Tokio - Als er am Ziel seiner Träume angelangt war, fiel Alexander Zverev wie in Zeitlupe auf die Knie und schlug ergriffen die Hände vors Gesicht. Dann schossen ihm Siegertränen in die Augen. Mit der Nervenstärke und Dominanz eines Champions erklomm der Hamburger den Tennis-Olymp, als erster Deutscher holte er Gold im Männer-Einzel. Durch das 6:3, 6:1 im Finale gegen Karen Khachanov (ROC) bescherte er "Team D" zudem den vierten Olympiasieg in Tokio.

"Ich habe früher von Teilnahme an Grand-Slam-Turnieren oder Olympischen Spielen geträumt. Aber nicht davon, Olympiasieger zu werden. Und jetzt habe ich Gold um den Nacken hängen.

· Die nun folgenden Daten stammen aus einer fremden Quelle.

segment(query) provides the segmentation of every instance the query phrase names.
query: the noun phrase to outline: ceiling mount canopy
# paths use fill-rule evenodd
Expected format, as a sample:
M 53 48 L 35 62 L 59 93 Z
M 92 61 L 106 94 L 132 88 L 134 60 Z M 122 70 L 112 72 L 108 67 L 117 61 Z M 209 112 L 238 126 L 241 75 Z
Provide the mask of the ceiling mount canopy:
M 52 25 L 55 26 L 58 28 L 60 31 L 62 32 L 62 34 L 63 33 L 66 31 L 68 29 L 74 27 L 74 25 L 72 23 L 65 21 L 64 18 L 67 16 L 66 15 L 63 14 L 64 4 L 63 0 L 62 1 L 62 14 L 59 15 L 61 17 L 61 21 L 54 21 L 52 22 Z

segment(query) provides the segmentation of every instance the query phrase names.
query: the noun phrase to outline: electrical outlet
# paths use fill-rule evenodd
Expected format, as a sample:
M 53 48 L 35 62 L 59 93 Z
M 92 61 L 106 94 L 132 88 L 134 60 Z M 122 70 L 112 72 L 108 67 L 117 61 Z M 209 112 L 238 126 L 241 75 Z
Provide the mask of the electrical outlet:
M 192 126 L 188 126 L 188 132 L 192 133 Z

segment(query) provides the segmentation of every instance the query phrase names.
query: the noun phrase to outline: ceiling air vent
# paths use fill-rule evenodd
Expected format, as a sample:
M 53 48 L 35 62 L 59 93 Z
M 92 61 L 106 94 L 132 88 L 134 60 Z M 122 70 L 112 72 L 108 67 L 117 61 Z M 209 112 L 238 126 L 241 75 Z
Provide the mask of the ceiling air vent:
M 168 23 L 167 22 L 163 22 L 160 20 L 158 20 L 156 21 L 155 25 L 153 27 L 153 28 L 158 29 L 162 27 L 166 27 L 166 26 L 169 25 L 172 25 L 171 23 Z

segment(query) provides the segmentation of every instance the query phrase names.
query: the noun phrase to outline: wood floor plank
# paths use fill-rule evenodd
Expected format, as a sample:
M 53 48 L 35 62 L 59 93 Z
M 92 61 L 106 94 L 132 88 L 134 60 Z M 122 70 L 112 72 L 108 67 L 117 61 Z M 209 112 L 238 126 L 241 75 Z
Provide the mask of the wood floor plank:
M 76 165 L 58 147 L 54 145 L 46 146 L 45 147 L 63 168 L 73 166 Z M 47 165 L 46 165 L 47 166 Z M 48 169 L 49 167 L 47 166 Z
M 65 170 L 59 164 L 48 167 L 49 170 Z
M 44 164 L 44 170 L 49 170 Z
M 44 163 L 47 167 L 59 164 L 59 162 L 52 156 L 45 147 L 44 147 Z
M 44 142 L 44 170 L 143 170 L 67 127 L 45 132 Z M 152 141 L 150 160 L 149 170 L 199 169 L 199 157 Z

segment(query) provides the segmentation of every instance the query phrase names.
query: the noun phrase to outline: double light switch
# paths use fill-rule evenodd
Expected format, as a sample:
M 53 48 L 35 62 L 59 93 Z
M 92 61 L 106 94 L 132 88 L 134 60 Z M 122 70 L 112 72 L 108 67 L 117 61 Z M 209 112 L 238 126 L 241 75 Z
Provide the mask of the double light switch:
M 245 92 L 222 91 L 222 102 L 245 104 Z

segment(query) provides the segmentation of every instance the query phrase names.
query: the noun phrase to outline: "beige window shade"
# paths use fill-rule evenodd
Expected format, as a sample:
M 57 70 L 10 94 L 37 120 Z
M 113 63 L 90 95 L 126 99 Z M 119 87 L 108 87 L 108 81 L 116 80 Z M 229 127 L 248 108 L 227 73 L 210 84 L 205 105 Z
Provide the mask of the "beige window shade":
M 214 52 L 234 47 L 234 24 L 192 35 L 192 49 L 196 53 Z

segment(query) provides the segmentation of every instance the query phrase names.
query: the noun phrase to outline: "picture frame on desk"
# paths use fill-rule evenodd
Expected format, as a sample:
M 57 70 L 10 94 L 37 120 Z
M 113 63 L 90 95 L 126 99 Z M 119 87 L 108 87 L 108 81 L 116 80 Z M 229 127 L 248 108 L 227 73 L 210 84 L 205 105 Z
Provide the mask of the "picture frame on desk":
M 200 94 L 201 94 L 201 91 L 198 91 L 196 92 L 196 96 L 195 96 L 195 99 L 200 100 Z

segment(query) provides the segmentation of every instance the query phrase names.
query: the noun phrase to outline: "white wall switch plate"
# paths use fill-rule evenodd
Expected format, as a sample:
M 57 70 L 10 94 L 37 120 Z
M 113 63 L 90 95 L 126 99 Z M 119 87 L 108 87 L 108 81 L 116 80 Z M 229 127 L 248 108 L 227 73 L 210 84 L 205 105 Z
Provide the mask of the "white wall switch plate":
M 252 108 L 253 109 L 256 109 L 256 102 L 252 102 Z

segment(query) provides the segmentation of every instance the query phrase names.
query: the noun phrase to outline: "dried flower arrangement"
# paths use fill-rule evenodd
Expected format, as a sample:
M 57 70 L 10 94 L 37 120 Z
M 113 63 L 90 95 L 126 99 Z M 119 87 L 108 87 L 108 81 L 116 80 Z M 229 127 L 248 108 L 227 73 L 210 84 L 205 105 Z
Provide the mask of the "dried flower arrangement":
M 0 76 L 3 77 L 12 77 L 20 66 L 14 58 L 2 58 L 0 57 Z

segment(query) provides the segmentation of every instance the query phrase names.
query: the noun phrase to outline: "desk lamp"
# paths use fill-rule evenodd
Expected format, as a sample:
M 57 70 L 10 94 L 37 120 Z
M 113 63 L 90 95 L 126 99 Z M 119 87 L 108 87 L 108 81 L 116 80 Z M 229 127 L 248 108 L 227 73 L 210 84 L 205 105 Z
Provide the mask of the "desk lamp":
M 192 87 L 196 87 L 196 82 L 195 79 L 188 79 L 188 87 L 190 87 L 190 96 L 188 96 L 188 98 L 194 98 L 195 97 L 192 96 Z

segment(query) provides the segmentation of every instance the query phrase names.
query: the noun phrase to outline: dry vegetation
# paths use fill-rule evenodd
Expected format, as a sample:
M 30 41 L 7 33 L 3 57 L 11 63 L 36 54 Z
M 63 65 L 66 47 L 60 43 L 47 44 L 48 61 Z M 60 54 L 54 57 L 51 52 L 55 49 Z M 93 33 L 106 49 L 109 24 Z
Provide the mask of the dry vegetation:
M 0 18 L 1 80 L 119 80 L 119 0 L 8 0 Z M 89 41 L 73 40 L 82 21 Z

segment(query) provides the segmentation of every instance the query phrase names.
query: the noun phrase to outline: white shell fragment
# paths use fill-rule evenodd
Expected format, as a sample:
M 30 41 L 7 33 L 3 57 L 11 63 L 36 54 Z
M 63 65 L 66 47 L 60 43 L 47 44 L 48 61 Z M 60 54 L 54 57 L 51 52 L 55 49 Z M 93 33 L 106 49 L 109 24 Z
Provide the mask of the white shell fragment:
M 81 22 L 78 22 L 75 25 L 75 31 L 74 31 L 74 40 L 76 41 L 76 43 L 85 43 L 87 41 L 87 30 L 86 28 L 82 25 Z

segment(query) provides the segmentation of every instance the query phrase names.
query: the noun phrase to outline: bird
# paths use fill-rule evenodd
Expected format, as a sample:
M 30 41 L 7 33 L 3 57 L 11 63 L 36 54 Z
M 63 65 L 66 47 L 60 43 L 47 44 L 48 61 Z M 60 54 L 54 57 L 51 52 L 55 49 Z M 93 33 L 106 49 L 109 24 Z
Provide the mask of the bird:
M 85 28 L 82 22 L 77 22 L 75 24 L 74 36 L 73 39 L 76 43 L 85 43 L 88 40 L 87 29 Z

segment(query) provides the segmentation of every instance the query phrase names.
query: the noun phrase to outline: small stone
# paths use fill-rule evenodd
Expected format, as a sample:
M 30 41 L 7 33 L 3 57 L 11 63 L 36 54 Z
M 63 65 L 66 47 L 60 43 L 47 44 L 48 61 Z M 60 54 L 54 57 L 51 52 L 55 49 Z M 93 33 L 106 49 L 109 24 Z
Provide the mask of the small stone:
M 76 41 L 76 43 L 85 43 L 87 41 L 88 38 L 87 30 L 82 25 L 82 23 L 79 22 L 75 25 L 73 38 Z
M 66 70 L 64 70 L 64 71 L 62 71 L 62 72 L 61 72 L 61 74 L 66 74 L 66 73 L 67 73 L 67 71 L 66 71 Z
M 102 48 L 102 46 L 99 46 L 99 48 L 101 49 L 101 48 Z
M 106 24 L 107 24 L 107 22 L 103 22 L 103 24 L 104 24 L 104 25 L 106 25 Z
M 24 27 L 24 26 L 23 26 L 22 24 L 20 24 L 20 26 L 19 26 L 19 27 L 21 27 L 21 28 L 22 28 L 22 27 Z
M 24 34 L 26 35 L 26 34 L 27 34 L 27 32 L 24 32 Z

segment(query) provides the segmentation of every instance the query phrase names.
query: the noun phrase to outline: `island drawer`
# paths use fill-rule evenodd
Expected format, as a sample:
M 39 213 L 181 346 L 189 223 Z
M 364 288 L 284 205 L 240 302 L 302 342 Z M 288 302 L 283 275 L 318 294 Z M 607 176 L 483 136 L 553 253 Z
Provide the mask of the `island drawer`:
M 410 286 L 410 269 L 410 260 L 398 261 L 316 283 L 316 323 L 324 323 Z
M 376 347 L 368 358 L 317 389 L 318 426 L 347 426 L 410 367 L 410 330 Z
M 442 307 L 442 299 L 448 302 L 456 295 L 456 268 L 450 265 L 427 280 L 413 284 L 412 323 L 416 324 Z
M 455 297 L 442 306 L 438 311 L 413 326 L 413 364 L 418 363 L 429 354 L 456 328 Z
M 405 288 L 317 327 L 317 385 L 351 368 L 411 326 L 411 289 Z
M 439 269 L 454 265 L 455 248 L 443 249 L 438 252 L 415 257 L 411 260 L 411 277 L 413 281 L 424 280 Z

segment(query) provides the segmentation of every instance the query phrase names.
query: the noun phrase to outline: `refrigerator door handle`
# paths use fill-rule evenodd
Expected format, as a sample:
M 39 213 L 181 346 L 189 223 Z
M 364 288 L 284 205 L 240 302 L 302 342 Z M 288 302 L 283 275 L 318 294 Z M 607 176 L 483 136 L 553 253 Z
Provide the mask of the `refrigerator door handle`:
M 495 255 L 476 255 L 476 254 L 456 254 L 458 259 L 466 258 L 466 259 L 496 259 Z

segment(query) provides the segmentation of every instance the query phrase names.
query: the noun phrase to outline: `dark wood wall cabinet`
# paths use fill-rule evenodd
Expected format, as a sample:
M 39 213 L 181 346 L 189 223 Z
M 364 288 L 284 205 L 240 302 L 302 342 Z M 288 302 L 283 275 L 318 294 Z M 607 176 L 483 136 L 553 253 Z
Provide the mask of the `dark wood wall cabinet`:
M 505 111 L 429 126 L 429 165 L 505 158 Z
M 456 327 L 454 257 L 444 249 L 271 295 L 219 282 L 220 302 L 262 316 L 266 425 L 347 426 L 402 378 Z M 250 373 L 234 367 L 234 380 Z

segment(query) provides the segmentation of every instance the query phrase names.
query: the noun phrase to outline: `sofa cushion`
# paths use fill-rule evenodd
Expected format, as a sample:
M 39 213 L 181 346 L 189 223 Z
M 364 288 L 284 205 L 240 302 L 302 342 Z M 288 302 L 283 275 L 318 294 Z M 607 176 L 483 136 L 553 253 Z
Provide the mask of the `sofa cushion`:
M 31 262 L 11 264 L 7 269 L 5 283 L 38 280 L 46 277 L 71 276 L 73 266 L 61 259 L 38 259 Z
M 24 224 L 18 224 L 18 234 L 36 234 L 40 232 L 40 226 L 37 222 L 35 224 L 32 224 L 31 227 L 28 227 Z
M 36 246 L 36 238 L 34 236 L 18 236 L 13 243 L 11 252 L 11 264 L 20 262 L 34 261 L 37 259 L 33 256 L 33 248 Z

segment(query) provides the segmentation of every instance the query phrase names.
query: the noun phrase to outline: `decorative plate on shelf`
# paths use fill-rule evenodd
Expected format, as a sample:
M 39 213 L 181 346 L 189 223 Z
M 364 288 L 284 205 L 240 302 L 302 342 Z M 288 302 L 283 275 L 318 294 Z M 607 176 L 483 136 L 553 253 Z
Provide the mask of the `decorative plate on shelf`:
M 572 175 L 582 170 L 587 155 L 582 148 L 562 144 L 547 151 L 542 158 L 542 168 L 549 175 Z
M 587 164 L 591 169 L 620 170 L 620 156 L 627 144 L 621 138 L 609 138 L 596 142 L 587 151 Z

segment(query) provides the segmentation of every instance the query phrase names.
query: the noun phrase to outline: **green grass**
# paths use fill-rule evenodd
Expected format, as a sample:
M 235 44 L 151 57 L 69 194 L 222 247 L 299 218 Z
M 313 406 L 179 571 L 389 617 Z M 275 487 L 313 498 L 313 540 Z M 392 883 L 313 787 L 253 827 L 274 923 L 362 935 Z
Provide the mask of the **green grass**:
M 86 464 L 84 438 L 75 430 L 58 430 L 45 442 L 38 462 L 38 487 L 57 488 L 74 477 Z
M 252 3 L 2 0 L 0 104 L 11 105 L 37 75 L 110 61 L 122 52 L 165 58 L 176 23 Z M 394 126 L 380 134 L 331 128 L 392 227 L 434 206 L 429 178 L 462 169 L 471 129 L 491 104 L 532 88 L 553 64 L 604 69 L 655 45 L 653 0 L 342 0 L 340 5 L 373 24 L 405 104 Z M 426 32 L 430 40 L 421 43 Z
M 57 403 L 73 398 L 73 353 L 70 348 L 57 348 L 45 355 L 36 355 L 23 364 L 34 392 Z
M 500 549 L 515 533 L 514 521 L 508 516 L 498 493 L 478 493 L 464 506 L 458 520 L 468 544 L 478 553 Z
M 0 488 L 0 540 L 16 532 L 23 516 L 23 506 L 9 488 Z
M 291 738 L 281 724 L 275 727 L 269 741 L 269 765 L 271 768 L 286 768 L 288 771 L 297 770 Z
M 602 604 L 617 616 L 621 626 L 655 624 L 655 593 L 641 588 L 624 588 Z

Ich kann dieses Gefühl gar nicht beschreiben", sagte ein sichtlich bewegter Zverev nach der Siegerehrung.

Nach dem sensationellen Halbfinalerfolg über den großen Topfavoriten Novak Djokovic schenkte der Weltranglistenfünfte dem deutschen Tennis die nächste Sternstunde. Als einzige Deutsche hatte zuvor Steffi Graf 1988 in Seoul Einzel-Gold gewonnen, im Männer-Einzel übertrumpfte er Tommy Haas' Silbermedaille 2000 in Sydney.

Frühes Break ebnet den Weg zu Gold

Der 24-Jährige war als großer Favorit in den Showdown um Gold gegangen - doch dass dies kein Match wie jedes andere war, ließ er sogar seine Liebsten spüren. "Er hat gestern unsere Eltern angerufen und gesagt, dass er das Handy ausmacht und sich nach dem Finale wieder meldet", erzählte sein Bruder Mischa bei "Eurosport": "Er macht normalerweise nie das Handy aus und das zeigt auch, wie wichtig ihm das Finale ist."

Mit einem breiten Lächeln und demonstrativ locker betrat Zverev dann den Centre Court im Ariake Tennis Park - diesmal sollte alles anders werden als noch bei seinem letzten großen Finale, als der Druck zu groß wurde. Im vergangenen Jahr schrammte er trotz 2:0-Satzführung bei den US Open an seinem ersten Grand-Slam-Titel vorbei. An dieser Enttäuschung hatte er lange zu knabbern, doch sie regte seinen Hunger nach großen Siegen nur noch mehr an.

Und das merkte auch Khachanov direkt. Zverev nahm die Bälle früh und zwang den Weltranglisten-25., gegen den er die vergangenen beiden Duelle glatt verloren hatte, mit druckvollen Schlägen regelrecht zu Fehlern und belohnte sich mit dem frühen Break zum 2:1. Zwar war der Aufschlag zunächst nicht ganz so dominant wie die Runden zuvor, doch nach 43 Minuten brachte er Satz eins mit einem weiteren Break sicher ins Ziel.

Halbfinal-Triumph gegen Djokovic sorgte für Begeisterung

Selbst bei Deutschlands Tennis-Ikone Boris Becker hatte Zverev nach seinem fulminanten Sieg gegen den Weltranglistenersten Djokovic, dessen Träume vom Golden Slam er zerstörte, riesige Begeisterung ausgelöst. Als "Teufelskerl" bezeichnete er ihn in einer Grußbotschaft via "Eurosport" und gab vor: "Jetzt hol Gold für Deutschland nach Hause!" 

Hochfokussiert führte Zverev diesen Auftrag im zweiten Satz fort. "Sascha ist auf einer Mission", sagte sein Bruder Mischa. Auch Khachanov wirkte beeindruckt, und die deutsche Nummer eins packte erbarmungslos zu. Mit einem krachenden Rückhandwinner nahm Zverev dem Russen erneut den Aufschlag ab, begleitet von einem gewaltigen Jubelschrei. Die Weichen waren endgültig auf Sieg gestellt, mit großer Wucht und viel Herz ließ er nichts mehr anbrennen.